Michael Zullo, the investigator who took center stage at Arpaio's news conference last week, has already co-authored an e-book about his investigation and is selling it for $9.99 on Amazon and Barnes & Noble.
The book gives Zullo a financial motive to continue stoking the flames of a conspiracy theory that has been debunked numerous times by an array of independent investigations.
On Thursday, Arpaio and Zullo took to a podium in Phoenix to declare that after six months of investigating they believe the president's birth certificate is a computer-generated forgery.
In doing so, they joined the ranks of a fringe group of writers and activists who generally believe Obama is ineligible to be president because they doubt he was truly born in the United States.
The pair stopped short of saying they believe the president is illegitimate, but Arpaio said repeatedly that the investigation is "not over."
A day before the grand announcement, Zullo's e-book quietly went up for sale online. It was first spotted on Friday by a journalist for Phoenix television station KTVK.
Zullo wouldn't be the first person to have an eyebrow-raising event benefit their book sales. In January, Arizona Gov. Jan Brewer (R) turned a tarmac confrontation with President Obama into big time book sales, with her "Scorpions For Breakfast" skyrocketing on Amazon's best seller list.
Zullo's book was co-authored by Jerome Corsi, a writer for the conservative website WorldNetDaily who has been hawking the notion of a phony birth certificate for years. Corsi published his own book last year called "Where's the Birth Certificate? The Case that Barack Obama is not Eligible to be President."
Corsi also took part in last week's news conference and said he fed information and documents to investigators.
He told the Phoenix TV station that he and Zullo are splitting the profits from the new book, which is similarly titled "A Question of Eligibility: A Law Enforcement Investigation into Barack Obama's Birth Certificate and His Eligibility to be President." Neither Arpaio nor the sheriff's office would be making any money from the book, he said.
"Since he's a volunteer, Mike owns his work product and as such, he's permitted to utilize that work product for compensation," Corsi told the news station.
The sheriff has said the investigation was being conducted by his volunteer "Cold Case Posse" and its expenses were paid for by private donations, without any money coming from taxpayers.
But more recently, Arpaio said he is considering handing the investigation to some of his office's detectives, who are funded by taxpayers, because the volunteers found what he described as "probable cause" to believe a crime was committed in the creation of the birth certificate.
Zullo could not be reached for comment. A sheriff's spokesman told TPM on Monday that Arpaio knew a book was in the works and he was OK with it.
"The Sheriff does not believe that it will cloud the investigation and that the facts will speak for themselves," spokesman Jeff Sprong wrote in an email.

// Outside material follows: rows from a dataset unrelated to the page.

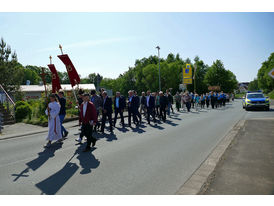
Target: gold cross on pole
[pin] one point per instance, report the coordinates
(61, 48)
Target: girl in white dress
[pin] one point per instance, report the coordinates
(53, 121)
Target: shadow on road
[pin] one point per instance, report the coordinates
(40, 160)
(55, 182)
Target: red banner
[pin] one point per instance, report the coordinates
(55, 79)
(72, 73)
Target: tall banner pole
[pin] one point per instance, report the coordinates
(60, 46)
(46, 93)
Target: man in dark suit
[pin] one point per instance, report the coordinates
(137, 100)
(150, 105)
(163, 106)
(88, 118)
(106, 111)
(119, 106)
(132, 104)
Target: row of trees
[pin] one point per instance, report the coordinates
(144, 75)
(141, 77)
(263, 80)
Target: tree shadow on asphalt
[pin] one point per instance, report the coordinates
(55, 182)
(171, 123)
(43, 156)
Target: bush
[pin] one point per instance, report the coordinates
(271, 95)
(20, 103)
(72, 112)
(22, 111)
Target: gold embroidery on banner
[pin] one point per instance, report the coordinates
(69, 68)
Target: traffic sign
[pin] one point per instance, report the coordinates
(187, 71)
(187, 80)
(271, 73)
(182, 86)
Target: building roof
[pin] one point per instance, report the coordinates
(65, 87)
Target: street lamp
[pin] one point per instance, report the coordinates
(159, 68)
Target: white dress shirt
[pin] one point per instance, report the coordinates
(148, 100)
(85, 108)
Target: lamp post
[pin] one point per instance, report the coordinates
(159, 68)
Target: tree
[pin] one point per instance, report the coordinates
(217, 75)
(266, 82)
(31, 75)
(253, 85)
(95, 79)
(11, 71)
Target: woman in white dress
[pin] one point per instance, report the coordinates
(53, 121)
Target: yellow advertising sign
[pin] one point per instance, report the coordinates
(187, 80)
(187, 72)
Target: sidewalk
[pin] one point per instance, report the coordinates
(248, 164)
(22, 129)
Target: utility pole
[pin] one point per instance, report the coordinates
(195, 67)
(159, 68)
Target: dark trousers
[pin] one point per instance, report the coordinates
(163, 113)
(212, 104)
(86, 130)
(132, 113)
(116, 112)
(188, 105)
(97, 126)
(192, 102)
(150, 112)
(203, 104)
(178, 106)
(138, 115)
(220, 102)
(157, 110)
(104, 117)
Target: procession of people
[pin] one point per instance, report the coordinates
(96, 109)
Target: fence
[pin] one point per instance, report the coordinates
(6, 102)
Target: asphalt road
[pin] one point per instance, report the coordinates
(155, 159)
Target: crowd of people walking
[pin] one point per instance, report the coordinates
(97, 109)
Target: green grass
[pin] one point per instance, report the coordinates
(270, 95)
(240, 95)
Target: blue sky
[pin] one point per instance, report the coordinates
(108, 43)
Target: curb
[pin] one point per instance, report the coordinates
(195, 184)
(30, 133)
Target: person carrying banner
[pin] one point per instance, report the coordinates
(97, 101)
(54, 126)
(88, 119)
(106, 112)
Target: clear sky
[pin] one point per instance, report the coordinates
(108, 43)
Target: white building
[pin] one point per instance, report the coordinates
(35, 91)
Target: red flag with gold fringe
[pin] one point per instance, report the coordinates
(72, 73)
(55, 78)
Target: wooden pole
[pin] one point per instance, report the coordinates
(46, 93)
(61, 48)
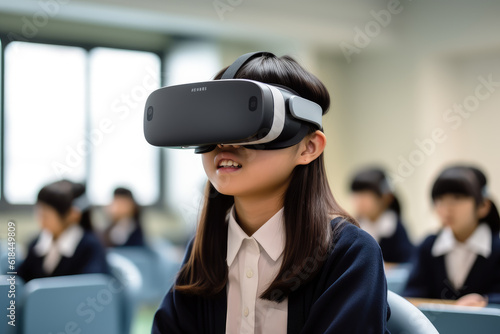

On Sunday, an opinion piece carrying the sheriff's name was printed in the Arizona Republic. Arpaio complained that the "biased media" had belittled his probe.
"They were practically salivating at the opportunity to embarrass me, my highly capable group of volunteer investigators and literally anyone else who would dare show an interest in the possibility that this investigation could lead to any real credible evidence into what they claim has already been 'looked into' or 'widely debunked,'" the piece said.
Arpaio wanted the media to look at the details he, Zullo and Corsi laid out during their lengthy news conference.
The sheriff did not mention, however, that much of their investigation was centered on a theory — involving "white halos" and "layers" from a digital scan of the birth certificate — that was already investigated and proven to be false by the conservative National Review Online before his own inquiry even began.